After an eternity I finally got a low noise amplifier inside a metal box that didn't oscillate! So, I quickly compared two regulators on my voltage regulator module:
Regulator Amplified Noise pp
78L08 200mV
TL431 15mV
78L08 + capacitance multiplier 4mV
These readings would need to scaled to match previous results. But for now I have confirmed, in my mind, how much better a TL431 is over a jellybean regulator.
73's
Richard
In my experience modifying ex-commercial radio gear for ham use is a mixed bag:
Mind you, the Icom and Yaseu mobile rigs I own have been sadly lacking.
So when I opened a Mororla GM300 I was pleasantly surprised to see a radio with shielding over every coil in the receiver front end and a diode mixer. This was a departure from the norm and worth investigation.

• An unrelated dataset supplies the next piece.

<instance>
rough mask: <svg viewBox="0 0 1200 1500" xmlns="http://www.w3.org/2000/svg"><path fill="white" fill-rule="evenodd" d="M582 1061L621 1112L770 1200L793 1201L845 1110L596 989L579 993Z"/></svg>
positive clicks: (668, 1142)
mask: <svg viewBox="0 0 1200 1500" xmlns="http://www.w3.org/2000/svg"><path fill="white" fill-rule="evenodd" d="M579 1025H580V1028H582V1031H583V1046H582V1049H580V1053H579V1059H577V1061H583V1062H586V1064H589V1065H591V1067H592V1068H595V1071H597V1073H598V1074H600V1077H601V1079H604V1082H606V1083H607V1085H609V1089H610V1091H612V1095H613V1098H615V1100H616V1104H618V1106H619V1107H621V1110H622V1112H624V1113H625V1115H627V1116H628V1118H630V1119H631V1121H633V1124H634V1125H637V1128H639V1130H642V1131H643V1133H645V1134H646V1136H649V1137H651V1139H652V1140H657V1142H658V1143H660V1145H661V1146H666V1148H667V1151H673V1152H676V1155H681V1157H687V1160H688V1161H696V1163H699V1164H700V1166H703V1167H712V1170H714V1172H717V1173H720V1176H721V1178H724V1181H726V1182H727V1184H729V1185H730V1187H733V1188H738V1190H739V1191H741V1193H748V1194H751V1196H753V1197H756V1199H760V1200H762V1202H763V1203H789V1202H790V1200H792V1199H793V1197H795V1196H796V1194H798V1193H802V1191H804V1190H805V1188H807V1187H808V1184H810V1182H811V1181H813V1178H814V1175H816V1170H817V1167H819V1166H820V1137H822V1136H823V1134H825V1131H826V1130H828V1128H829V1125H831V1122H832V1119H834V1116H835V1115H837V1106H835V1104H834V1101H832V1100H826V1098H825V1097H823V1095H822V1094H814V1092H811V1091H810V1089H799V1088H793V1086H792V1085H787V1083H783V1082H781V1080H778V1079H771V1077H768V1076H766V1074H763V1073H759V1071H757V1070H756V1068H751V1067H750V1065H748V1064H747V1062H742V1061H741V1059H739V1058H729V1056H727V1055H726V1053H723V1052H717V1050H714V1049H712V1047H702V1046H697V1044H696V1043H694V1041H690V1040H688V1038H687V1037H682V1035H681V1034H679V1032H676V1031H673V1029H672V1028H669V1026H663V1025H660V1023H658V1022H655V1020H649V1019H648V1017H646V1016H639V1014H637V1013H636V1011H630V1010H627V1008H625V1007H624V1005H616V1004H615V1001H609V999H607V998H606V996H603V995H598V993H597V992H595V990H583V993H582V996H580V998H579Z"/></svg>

Alas, trying to reprogram the radio for 70cm use was fruitless. After a couple of hours trying every serial interface I had and several versions of the Motorala software I had no success.
Which got me thinking. It's a fairly standard PLL circuit. So I pulled the entire synthesizer/receiver/exciter board from the radio. Powered from the bench using STM8 eForth and a $1 minimal development board I quickly had the PLL loaded up.
Only problem was the oscillators would not lock up oin the required frequencies. Padding with a few surface mount caps was partially successful. The tuning range is only just wide enough.
At this point I have a proof of concept. Driving the LED display on the head looks straightforward. But I am hampered by only having a partial circuit of the radio. If you can help me it would be appreciated.
73's
I'm getting tired of the semiconductor supply disruptions which manifests itself as price increases and supply shortages. Even humble voltage regulation is being impacted.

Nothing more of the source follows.